Mon Oct 4 13:13:07 EDT 2010

i did the exact same thing, and dumped the assembly generated by c and c# on nbody,
in addition to the sqrt issue, which i believe is pre and post a SSEn, where mono isn't as uptodate
on full use of SSEn , the other issue was, mono did a few sets of unnecessary register transfer,
as compared to the assembly generated by C. With these two issues resolved, the 
benchmark would have match on time. I am not even sure mono's older sqrt call was the majority of the diff
in the mark, I believe it was the unnecessary reg. trans.

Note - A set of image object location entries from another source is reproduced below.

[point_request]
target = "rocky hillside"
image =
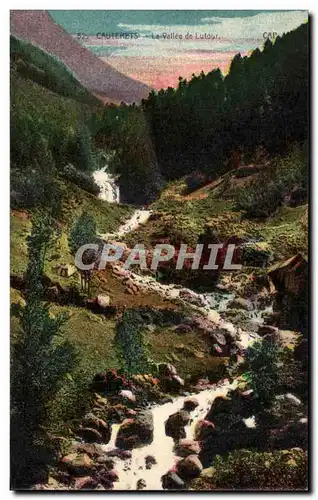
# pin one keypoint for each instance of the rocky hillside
(100, 78)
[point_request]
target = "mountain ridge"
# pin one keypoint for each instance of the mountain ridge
(39, 28)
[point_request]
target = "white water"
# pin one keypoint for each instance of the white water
(138, 217)
(109, 190)
(161, 448)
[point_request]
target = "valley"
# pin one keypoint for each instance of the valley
(190, 378)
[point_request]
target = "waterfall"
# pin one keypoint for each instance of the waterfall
(109, 190)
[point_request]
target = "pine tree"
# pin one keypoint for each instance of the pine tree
(130, 343)
(40, 359)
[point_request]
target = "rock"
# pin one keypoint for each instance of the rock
(190, 403)
(136, 432)
(119, 412)
(141, 484)
(222, 405)
(103, 301)
(92, 450)
(92, 423)
(128, 395)
(106, 461)
(167, 370)
(192, 297)
(118, 271)
(53, 293)
(121, 454)
(173, 294)
(240, 303)
(291, 435)
(171, 481)
(150, 461)
(218, 338)
(216, 350)
(79, 464)
(67, 270)
(174, 425)
(213, 316)
(109, 381)
(189, 467)
(187, 447)
(268, 330)
(208, 472)
(90, 435)
(203, 429)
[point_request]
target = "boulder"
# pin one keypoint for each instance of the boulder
(203, 429)
(240, 303)
(268, 330)
(150, 461)
(192, 297)
(175, 424)
(92, 450)
(190, 403)
(291, 435)
(189, 467)
(171, 481)
(216, 350)
(186, 447)
(92, 423)
(119, 412)
(78, 464)
(141, 484)
(136, 432)
(85, 483)
(121, 454)
(109, 381)
(90, 435)
(103, 301)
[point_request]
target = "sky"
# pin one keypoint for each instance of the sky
(156, 47)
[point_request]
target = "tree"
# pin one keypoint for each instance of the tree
(83, 231)
(130, 343)
(40, 360)
(263, 363)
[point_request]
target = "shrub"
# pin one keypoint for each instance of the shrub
(248, 470)
(262, 360)
(40, 359)
(130, 344)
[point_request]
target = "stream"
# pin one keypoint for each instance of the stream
(162, 447)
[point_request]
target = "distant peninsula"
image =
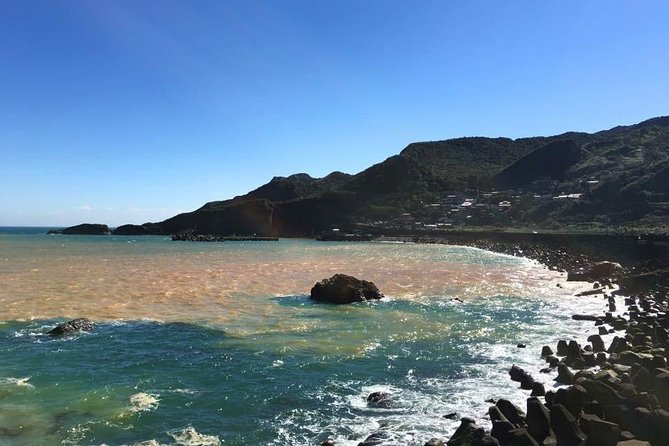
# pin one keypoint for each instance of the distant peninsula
(83, 229)
(612, 178)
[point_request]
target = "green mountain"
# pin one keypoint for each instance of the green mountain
(613, 177)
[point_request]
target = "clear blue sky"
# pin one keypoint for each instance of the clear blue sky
(132, 111)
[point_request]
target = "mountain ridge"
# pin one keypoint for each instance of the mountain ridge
(614, 176)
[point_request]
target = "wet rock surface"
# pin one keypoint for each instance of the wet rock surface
(72, 327)
(344, 289)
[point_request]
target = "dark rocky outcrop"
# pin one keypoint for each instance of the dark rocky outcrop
(134, 230)
(344, 289)
(379, 399)
(83, 229)
(72, 327)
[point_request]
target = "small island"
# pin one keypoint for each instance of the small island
(83, 229)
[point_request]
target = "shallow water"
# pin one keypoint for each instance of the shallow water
(219, 343)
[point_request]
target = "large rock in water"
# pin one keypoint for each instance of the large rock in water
(72, 327)
(83, 229)
(343, 289)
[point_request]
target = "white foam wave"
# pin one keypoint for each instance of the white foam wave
(190, 437)
(16, 382)
(141, 402)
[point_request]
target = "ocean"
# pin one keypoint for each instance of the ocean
(219, 343)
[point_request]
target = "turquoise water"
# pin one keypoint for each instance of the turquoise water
(255, 367)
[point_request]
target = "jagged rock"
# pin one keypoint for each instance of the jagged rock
(72, 327)
(512, 412)
(562, 348)
(600, 432)
(603, 393)
(538, 420)
(655, 427)
(467, 434)
(633, 443)
(538, 389)
(521, 437)
(621, 415)
(374, 439)
(572, 398)
(379, 399)
(527, 383)
(343, 289)
(565, 376)
(488, 440)
(661, 384)
(597, 343)
(585, 317)
(567, 430)
(516, 373)
(573, 350)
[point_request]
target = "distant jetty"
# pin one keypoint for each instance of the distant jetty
(191, 237)
(342, 237)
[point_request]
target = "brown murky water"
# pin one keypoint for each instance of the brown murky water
(123, 278)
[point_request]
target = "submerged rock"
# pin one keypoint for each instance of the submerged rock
(343, 289)
(73, 326)
(379, 399)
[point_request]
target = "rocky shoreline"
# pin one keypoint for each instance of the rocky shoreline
(615, 395)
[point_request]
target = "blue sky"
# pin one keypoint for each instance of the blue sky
(132, 111)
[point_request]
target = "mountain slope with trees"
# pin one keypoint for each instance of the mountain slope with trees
(621, 176)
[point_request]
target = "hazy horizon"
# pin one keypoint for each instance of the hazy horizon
(128, 112)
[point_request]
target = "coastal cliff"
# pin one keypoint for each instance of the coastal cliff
(604, 179)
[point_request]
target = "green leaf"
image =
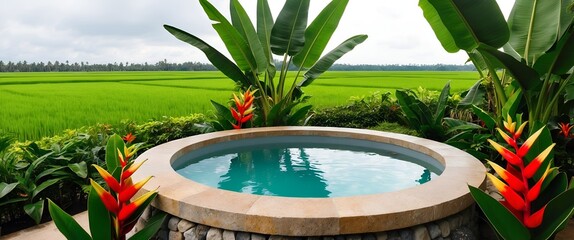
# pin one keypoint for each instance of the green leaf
(474, 96)
(441, 105)
(13, 200)
(455, 125)
(511, 105)
(299, 115)
(569, 90)
(319, 33)
(234, 42)
(132, 219)
(99, 217)
(288, 33)
(35, 210)
(151, 228)
(525, 75)
(115, 142)
(462, 24)
(6, 188)
(557, 212)
(330, 58)
(244, 26)
(44, 185)
(534, 27)
(264, 26)
(80, 169)
(216, 58)
(560, 59)
(504, 222)
(53, 170)
(66, 223)
(485, 117)
(566, 16)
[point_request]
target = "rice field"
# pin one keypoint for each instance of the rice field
(33, 105)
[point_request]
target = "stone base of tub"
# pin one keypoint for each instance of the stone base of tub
(462, 225)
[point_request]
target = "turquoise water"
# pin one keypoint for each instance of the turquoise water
(306, 170)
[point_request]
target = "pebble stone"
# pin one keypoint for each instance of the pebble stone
(172, 223)
(421, 233)
(457, 227)
(214, 234)
(242, 236)
(175, 235)
(434, 231)
(444, 228)
(381, 236)
(228, 235)
(185, 225)
(190, 233)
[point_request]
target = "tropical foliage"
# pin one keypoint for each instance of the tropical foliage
(252, 48)
(112, 213)
(537, 40)
(421, 117)
(235, 117)
(537, 197)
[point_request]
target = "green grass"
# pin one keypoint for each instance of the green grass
(33, 105)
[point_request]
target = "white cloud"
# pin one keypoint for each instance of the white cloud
(131, 30)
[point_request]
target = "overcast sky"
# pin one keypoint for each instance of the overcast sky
(102, 31)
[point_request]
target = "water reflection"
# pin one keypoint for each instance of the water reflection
(425, 177)
(259, 172)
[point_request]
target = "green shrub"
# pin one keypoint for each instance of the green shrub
(59, 167)
(361, 112)
(395, 128)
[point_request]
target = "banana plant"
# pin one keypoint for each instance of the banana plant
(253, 47)
(538, 40)
(112, 213)
(420, 117)
(537, 198)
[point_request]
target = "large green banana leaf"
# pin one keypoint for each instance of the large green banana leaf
(288, 33)
(264, 26)
(505, 224)
(560, 59)
(319, 33)
(234, 42)
(566, 16)
(244, 26)
(464, 24)
(216, 58)
(327, 61)
(527, 77)
(534, 27)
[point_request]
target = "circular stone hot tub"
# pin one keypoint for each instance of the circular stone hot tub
(444, 196)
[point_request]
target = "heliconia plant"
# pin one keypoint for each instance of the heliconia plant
(243, 110)
(537, 199)
(239, 115)
(112, 213)
(253, 46)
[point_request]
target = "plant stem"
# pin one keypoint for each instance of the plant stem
(497, 87)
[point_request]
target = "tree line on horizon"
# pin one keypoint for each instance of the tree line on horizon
(66, 66)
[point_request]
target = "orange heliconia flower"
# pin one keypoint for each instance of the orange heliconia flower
(243, 110)
(117, 200)
(129, 138)
(565, 129)
(514, 184)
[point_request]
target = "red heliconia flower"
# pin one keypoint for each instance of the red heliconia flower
(565, 129)
(129, 138)
(243, 110)
(515, 183)
(130, 208)
(117, 200)
(107, 199)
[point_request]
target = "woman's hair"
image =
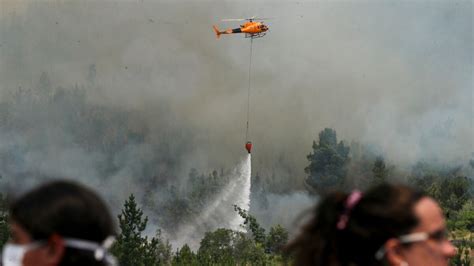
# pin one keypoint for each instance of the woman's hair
(383, 212)
(69, 210)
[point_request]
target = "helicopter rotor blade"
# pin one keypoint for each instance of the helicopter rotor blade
(234, 19)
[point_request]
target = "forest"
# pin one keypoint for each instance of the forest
(108, 142)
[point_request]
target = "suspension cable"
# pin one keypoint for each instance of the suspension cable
(248, 92)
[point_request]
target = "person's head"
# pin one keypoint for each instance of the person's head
(387, 225)
(59, 223)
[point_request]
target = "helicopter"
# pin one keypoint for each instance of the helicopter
(251, 28)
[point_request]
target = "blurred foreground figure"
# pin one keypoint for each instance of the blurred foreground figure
(387, 225)
(59, 223)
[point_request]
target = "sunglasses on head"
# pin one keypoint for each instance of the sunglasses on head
(438, 236)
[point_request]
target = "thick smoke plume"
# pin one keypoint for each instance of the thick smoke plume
(128, 96)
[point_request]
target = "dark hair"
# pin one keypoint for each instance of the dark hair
(383, 212)
(68, 209)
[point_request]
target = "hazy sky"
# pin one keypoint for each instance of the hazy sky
(395, 74)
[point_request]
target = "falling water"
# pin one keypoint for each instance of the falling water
(220, 212)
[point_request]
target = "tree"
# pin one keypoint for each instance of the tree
(379, 171)
(185, 256)
(251, 223)
(327, 162)
(131, 248)
(217, 247)
(276, 239)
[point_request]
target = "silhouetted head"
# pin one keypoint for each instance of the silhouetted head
(376, 228)
(59, 223)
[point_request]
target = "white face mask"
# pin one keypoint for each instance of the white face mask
(13, 254)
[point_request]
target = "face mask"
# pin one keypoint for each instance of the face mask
(13, 254)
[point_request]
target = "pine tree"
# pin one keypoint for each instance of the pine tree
(379, 171)
(327, 162)
(133, 249)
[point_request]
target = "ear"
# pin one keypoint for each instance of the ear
(56, 249)
(393, 252)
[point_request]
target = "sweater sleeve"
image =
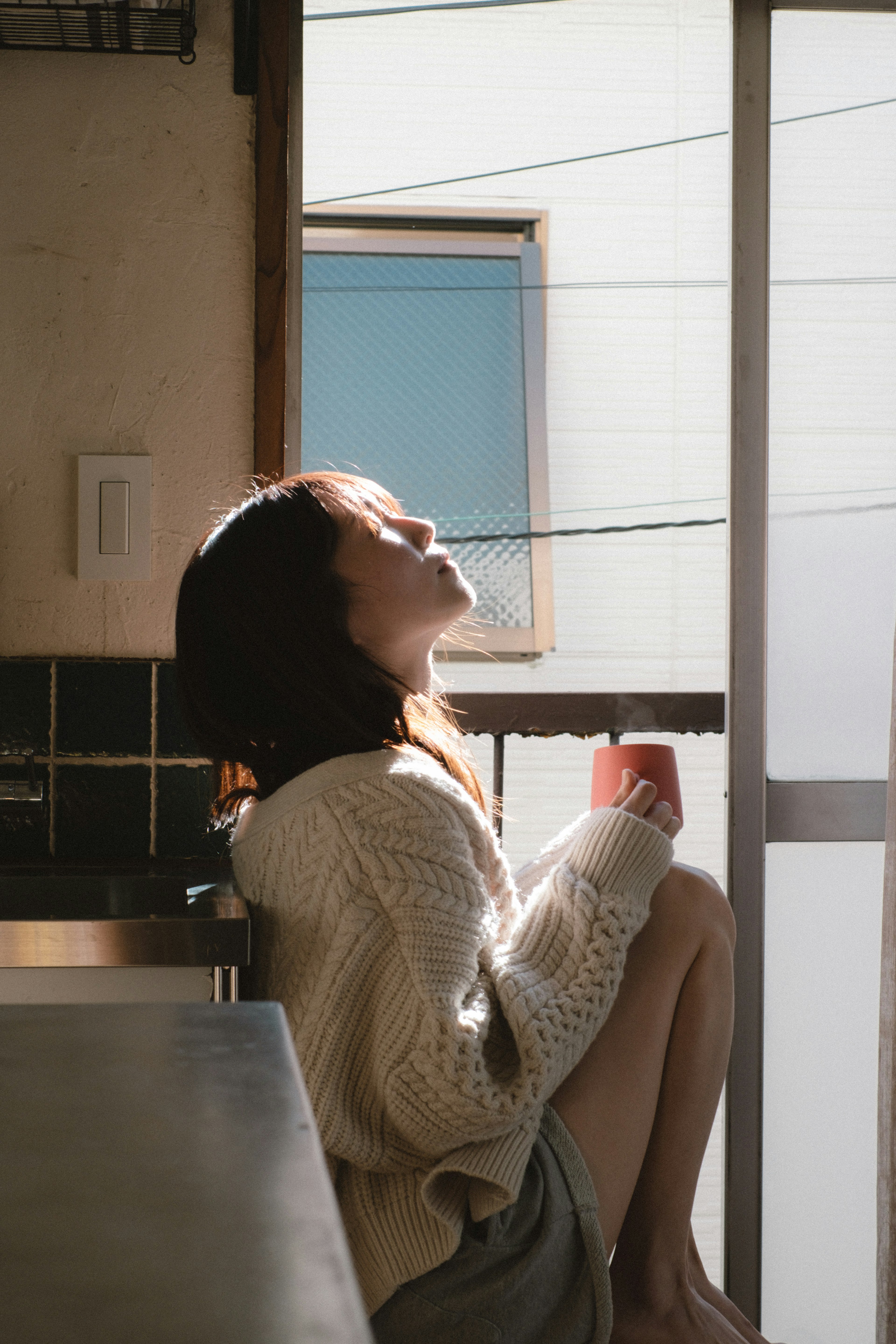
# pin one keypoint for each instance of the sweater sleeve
(532, 873)
(496, 1025)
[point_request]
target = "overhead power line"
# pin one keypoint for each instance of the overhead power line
(582, 532)
(416, 9)
(702, 499)
(580, 284)
(581, 159)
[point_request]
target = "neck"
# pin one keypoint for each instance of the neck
(412, 667)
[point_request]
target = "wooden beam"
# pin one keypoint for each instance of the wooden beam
(272, 126)
(747, 552)
(586, 714)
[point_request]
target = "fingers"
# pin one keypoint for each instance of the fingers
(639, 798)
(629, 781)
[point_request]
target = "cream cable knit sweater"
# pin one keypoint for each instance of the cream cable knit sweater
(436, 1003)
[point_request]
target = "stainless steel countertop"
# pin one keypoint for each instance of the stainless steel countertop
(126, 920)
(162, 1182)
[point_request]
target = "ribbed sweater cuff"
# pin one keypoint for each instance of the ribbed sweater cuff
(621, 854)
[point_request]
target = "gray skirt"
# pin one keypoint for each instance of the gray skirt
(536, 1273)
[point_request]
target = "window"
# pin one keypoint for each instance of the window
(424, 369)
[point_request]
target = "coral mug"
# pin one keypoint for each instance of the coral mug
(649, 760)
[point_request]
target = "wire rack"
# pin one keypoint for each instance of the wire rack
(152, 29)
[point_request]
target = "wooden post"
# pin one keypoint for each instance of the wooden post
(746, 698)
(886, 1080)
(272, 126)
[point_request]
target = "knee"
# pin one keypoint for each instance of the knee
(694, 897)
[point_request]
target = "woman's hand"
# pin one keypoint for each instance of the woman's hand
(637, 796)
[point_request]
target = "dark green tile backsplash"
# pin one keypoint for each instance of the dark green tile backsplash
(182, 811)
(25, 706)
(104, 709)
(123, 777)
(172, 736)
(103, 812)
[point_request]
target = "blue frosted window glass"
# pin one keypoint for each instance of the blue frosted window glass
(413, 375)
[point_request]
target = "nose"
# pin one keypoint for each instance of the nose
(420, 532)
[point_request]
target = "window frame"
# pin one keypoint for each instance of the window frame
(459, 233)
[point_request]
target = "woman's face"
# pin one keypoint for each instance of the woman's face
(404, 591)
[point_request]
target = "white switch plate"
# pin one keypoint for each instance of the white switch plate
(93, 472)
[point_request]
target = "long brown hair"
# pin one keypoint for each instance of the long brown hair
(269, 679)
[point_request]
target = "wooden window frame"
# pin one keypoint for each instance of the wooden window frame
(488, 234)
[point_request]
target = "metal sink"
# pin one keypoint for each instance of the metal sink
(122, 920)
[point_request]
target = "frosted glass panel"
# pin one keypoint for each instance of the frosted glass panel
(413, 375)
(820, 1123)
(832, 548)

you will also notice in that bench mark game, many of the C versions (most recent version of given benchmark),
often are not even solutions that can even be compared, I think there is even one that is threaded solution
in the winner, and mono uses single thread. Really, that "game" is way more to do with people making better
and better algos for a given language solution, then it is a comparison of language. Having said that,
it seems to me, given my comparison of the assembly code of a few, that aside from obvious issues of
array boundary checks and so on for safety, the main issue of performance kill (for mono) appears to be
non optimal use of registers, with to much unnecessary transfer/setup. This however is only most noticeable
in these huge loops, with for many people using  mono, isn't an issue. Another issue i noticed is that
in the latest SSE4.? there is 16 registers to use, but I see Mono shuffling within 8 (i think, if i remember
correctly). Oddly enough I didn't see gnu gcc using the available 16 either.

tl

On Mon, 4 Oct 2010 10:43:18 -0400
Jonathan Shore <jonathan.shore at gmail.com> wrote:

> Hi,
> 
> I am looking forward to moving all of my code from Java / C++ to F# / C# in the very near future.   I took the nbody code from the language shootout and ran with 500 million iterations (much more than used in the shootout to provide a fair comparison) on ubuntu server on a core i7 920 box.
> 
> I used:
> 
> - C++ (g++ -O3 with various MMX related flags as done in the shootout)
> - Java 7  -server
> - Mono 2.4.4, compiling with -optimize:+
> 
> I had the following results in seconds:
> 
> 1.  C++: 		98 seconds
> 2.  JVM:		126 seconds,  a 28% performance gap against C++
> 3.  Mono:	191 seconds,  a 50% performance gap with the JVM
> 
> Because the nbody problem uses sqrt for the euclidean distance in each loop, thought that maybe the discrepancy might be more related to the implementation of Sqrt().
> 
> I implemented a (very poor) numerical algorithm as a substitute for the sqrt() function in each implementation to provide an apples-to-apples comparison.    The new numbers became:
> 
> 1.  C++:		517 seconds
> 2.  JVM:		527 seconds
> 3  Mono:		223 seconds (wow, a surprise here)
> 
> I noticed that the Mono runtime libraries use an internal implementation of Sqrt() that seems to resolve to an Op Code.   I am wondering, ultimately, what implementation this maps to?   Clearly the Sqrt implementation in Mono is 2x as slow (or access through the layers is 2x as slow) as the libc implementation.   
> 
> I do mostly numerical work, so concerned about sqrt as well as other fundamental functions in this regard.   Are these custom implementations in assembler for each arch?    Would it be reasonable to try to map these to the existing libc library when available?
> 
> Thanks
> 
> --
> Jonathan Shore
> Systematic Trading Group
> 
> _______________________________________________
> Mono-list maillist  -  Mono-list at lists.ximian.com
> http://lists.ximian.com/mailman/listinfo/mono-list
> 

-- 
ted leslie <tleslie at tcn.net>